The dynamics of the microbial community in CTLs at various stages of fermentation. The following are the results of principal coordinate analysis (PCoA) of bacterial (A) and fungal (B) communities using the Bray–Curtis distance matrix; indicator analysis; and cross-validation statistical tests: bacteria (C) and fungi (D)

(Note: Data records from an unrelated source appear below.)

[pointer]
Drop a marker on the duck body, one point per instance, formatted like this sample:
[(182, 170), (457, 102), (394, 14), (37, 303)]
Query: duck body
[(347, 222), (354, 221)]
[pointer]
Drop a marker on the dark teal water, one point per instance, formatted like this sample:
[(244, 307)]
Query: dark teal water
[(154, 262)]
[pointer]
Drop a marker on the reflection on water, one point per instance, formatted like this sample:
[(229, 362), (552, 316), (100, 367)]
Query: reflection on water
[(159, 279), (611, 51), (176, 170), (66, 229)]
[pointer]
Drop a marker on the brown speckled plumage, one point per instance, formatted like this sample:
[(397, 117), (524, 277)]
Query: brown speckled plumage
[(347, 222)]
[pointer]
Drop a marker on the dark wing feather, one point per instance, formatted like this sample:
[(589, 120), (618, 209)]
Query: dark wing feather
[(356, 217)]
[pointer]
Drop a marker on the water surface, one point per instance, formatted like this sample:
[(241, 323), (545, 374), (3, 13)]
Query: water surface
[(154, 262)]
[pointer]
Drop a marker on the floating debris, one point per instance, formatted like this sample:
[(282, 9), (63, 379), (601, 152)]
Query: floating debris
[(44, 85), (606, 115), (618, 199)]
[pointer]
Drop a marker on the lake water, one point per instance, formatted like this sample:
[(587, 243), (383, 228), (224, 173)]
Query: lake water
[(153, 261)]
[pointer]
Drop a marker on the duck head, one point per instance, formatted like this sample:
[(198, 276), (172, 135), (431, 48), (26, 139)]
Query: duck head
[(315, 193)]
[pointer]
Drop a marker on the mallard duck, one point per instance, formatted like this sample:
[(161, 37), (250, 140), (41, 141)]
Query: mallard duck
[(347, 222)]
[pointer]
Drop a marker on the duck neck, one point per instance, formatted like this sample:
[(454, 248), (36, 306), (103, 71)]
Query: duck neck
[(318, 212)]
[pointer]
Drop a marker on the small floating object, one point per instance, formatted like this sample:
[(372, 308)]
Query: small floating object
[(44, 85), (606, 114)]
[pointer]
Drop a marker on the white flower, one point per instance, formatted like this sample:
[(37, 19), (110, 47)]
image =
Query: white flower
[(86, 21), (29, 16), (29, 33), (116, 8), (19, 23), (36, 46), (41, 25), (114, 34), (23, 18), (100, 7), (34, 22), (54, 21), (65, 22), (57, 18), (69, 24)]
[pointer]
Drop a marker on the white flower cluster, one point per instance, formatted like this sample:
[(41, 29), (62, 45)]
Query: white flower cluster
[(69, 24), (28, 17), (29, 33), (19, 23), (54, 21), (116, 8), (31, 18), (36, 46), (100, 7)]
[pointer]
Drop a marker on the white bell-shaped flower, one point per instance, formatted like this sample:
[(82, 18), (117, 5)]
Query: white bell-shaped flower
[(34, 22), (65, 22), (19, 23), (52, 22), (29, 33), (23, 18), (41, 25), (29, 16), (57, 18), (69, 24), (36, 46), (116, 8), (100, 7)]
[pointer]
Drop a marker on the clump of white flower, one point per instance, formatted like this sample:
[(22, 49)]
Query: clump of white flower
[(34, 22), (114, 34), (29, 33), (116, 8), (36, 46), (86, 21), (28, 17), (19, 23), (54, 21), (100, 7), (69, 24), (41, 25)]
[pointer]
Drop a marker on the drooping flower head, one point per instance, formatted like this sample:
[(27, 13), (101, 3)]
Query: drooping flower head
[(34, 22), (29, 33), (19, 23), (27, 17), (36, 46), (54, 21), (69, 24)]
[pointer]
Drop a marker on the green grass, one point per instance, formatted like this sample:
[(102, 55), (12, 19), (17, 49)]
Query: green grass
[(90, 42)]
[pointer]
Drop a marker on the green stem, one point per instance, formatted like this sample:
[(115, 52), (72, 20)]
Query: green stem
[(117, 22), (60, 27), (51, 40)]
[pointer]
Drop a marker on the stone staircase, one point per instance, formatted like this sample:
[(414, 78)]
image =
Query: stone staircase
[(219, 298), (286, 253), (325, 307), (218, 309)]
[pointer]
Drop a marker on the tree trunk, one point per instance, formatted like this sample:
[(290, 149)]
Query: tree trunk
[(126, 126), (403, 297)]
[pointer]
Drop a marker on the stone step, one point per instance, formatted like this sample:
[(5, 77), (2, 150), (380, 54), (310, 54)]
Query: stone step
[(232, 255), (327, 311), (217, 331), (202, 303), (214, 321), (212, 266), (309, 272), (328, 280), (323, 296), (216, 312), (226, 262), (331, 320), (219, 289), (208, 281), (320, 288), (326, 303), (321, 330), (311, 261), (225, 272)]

Indicator value analysis was conducted to compare the species richness across the three stages of CTLs and identify the significant differences in the studied genera. A comprehensive assessment of bacterial genera revealed a total of 13 genera that exhibited noteworthy significance as indicators for distinct fermentation stages. Similarly, for fungal genera, a total of 7 genera demonstrated significant indicator values (indicator value p < 0.01). Remarkably, the microbial genus assemblages indicative of phase 1, 2, and 3 fermentation stages, as classified based on CTLs’ diverse industrial fermentation processes, remained consistently present throughout the sampling period. However, as quantified by the coefficient of variation, certain time points displayed higher relative abundances and lower variation (Fig. 4C–D).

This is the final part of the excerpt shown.